A number of times, the dirty words seemed to have four letters. But not always. And as I grew older, they grew harder to classify. Today’s blog is about a fourteen-letter word which, if we’re honest, can fall on either end of the clean/dirty continuum, depending on the manner in which the word is used, who is using it, and for what purpose.
According to Wikipedia, the word SUSTAINABILITY (a compound word) is derived primarily from the Latin sustinere (tenere, to hold; sub, up). Sustain can mean “maintain”, “support”, or “endure”. “Ability” indicates possession of the means or skill to do something. Thus, a sustainable chemical reaction is a reaction that can continue at a steady rate for a long time.
However, embedded in this limited and relatively non-controversial definition are the seeds of trouble. We usually think of something enduring as good. But what if we don’t want something to endure? And what if we want to change the rate or the time of that sustainable reaction? We can say that oil and/or natural gas production in the United States is sustainable, but does that make fracking clean or dirty?
Sustainability doesn’t tell us. It’s an elusive word—some might even say it has become downright sneaky.
The Sustainable Measures website declares that “There may be as many definitions of sustainability…as there are groups trying to define it.” And, “different ways of defining sustainability are useful for different situations and different purposes.”
Of course, the problem with this multiplicity of definitions and purposes is that the word loses its clarity and ability to convey meaning. And that is what has happened to sustainability. It has become soft and, well, squishy. And in doing so, it doesn’t adhere to the black/white, clean/dirty classification system. That’s the downside.

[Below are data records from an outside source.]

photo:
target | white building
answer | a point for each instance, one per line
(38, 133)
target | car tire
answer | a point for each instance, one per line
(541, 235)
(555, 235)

The upside is that squishy words can be shaped and reshaped to invest meaning. Like a slushy snowball, they can be packed and remolded until they become useful. And this is exactly what Erik Foley is doing. He is reshaping sustainability until it becomes an idea with the power to transform an organization—for the better.
Erik is the Director of Sustainability Planning and Operations at Penn State’s Sustainability Institute, where he recently wrote the Sustainability Planning Guidebook. He has presented a free webinar titled Beyond Compliance: The Four Levels of Engagement with Sustainability.